Apply this recoding to vector_1 generates:

vector_1 = (1:n)[match(vector_1, recodes[2943, ])]
table(vector_1, vector_2)

#         vector_2
# vector_1 1 2 3 4 5 6 7
#        1 2 1 0 0 0 0 0
#        2 0 2 0 0 0 0 0
#        3 0 0 3 1 0 0 0
#        4 0 1 0 3 0 0 1
#        5 0 0 0 0 2 0 0
#        6 0 0 0 0 0 2 0
#        7 0 0 1 0 0 1 3

This gives same result as OP, and should strengthen the belief that the recoding provided is optimized.

Answer 3

Here is a greedy approach: The function assign_group takes both vectors, one cluster number of vector 1 that is to be recoded and a vector of cluster numbers of vector_2 that are available (i.e. not assigned to other clusters of vector_1). The function calculates then which to which cluster number of the available clusters in v2avail the cluster number v1cl should be mapped. This is done by searching for the group with the most simultaneous occurences.

assign_group <- function(v1, v2, v1cl, v2avail) {
    one_comparison <- function(v2cand) sum(v1==v1cl & v2==v2cand)
    counts <- sapply(v2avail, FUN=one_comparison)
    return(v2avail[which.max(counts)])
}

Then we can iterate through the cluster numbers of vector_1 and find the "best" cluster for each cluster number. The result, recode_map, is a mapping from the cluster numbers of vector_1 to the cluster numbers of vector_2.

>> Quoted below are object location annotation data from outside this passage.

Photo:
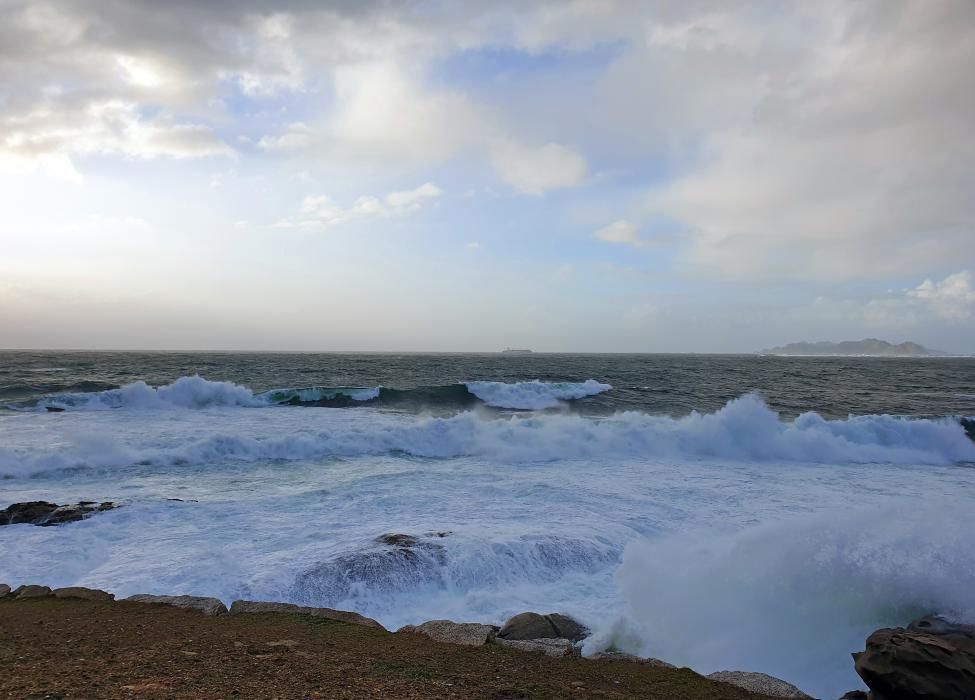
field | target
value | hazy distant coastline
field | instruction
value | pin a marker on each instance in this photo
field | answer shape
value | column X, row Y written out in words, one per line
column 868, row 347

v2avail <- unique(vector_2)
n <- length(v2avail)
recode_map <- rep(NA, n)
for (i in seq(n)) {
    best <- assign_group(vector_1, vector_2, i, v2avail)
    recode_map[i] <- best
    v2avail <- setdiff(v2avail, best) # don't assign the same number twice
}

The recoded vector leads to similar results as in your question:

v1perm <- recode_map[vector_1]  
table(v1perm, vector_2)

This approach assumes that vector_1 and vector_2 are made out of numbers 1:n. The result is not optimal in general, and it depends on the order in which the assignment of the groups takes place. Maybe the result would be better if first the indices 1:n are ordered by the number of occurrences in vector_1 and the for loop is run in this order.